April gosta de acordar e olhar pela janela de manhã para conferir que estou em casa, e, quando deixo a picape na garagem, Claudia diz que April fica triste.
Moro na frente deles desde que April tinha oito meses, mas, se eu não contar os anos em que saí desta casa para morar em Denver, tecnicamente morei nela minha vida inteira.
Meus pais não moram aqui há anos, embora os dois estejam dormindo no quarto de hóspedes neste momento.
Eles compraram o trailer quando meu pai se aposentou, e agora viajam pelo país.

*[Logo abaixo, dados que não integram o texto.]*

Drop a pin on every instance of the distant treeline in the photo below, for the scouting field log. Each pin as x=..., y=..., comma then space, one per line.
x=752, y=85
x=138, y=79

Comprei a casa deles quando voltei para cá, e então eles se organizaram e partiram. Imaginei que aquilo duraria no máximo um ano, mas agora já faz mais de quatro anos e eles não deram nenhum sinal de que vão desacelerar.

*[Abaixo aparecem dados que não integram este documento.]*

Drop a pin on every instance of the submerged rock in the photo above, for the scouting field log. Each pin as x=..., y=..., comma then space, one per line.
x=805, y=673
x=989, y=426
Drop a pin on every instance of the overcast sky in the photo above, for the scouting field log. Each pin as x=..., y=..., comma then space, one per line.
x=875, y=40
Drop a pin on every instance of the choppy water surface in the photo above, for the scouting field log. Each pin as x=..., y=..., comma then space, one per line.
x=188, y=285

Queria apenas que eles tivessem me avisado antes de chegarem.
Talvez eu devesse instalar um aplicativo de GPS no celular deles, assim eu teria
alguma espécie de alerta no futuro.
Não que eu não goste das visitas deles,
mas seria legal poder me preparar para recebê-los.

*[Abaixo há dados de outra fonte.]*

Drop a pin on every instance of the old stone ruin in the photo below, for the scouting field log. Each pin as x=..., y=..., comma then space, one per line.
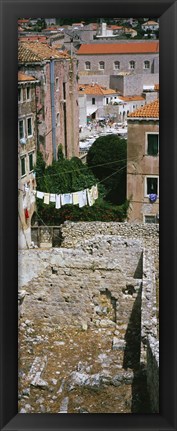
x=88, y=322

É por isso que vou instalar um portão na minha casa nova.
Um dia.
Está tudo lento porque Gaston e eu estamos fazendo sozinhos boa parte do trabalho. Todos os domingos, entre o nascer e o pôr do sol, estou em Cheshire Ridge com Gaston trabalhando na casa. Contratei outras pessoas para a parte mais difícil, mas nós dois completamos sozinhos boa parte da construção.
Após dois anos de domingos trabalhando a casa finalmenteestá começando a tomar forma. Acho que em uns seis meses me mudo para lá.
- Para onde está indo?
Eu me viro quando chego à porta da garagem. Meu pai está parado na frente do quarto de hóspedes. De cueca.
- April tem um jogo de beisebol. Vocês querem ir?
- Não. Estou com muita ressaca para lidar com crianças hoje, e precisamos mesmo voltar para a estrada.
- Vocês já vão?
- A gente volta daqui a algumas semanas. Meu pai me abraça.
- Sua mãe ainda está dormindo, mas eu aviso que você mandou tchau para ela.
- Se vocês me avisassem antes da próxima visita, de repente eu poderia
tirar uma folga no trabalho.
Meu pai balança a cabeça.
- Que nada, a gente gosta é de ver a surpresa na sua cara quando chegamos sem avisar.
Ele entra no banheiro e fecha a porta.
Passo pela garagem e vou até a casa de Diego e Claudia do outro lado da rua.
Espero que April não esteja muito falante, pois minha concentração vai
estar uma merda hoje. Só consigo pensar na garota de ontem e no quanto quero vê-la outra vez.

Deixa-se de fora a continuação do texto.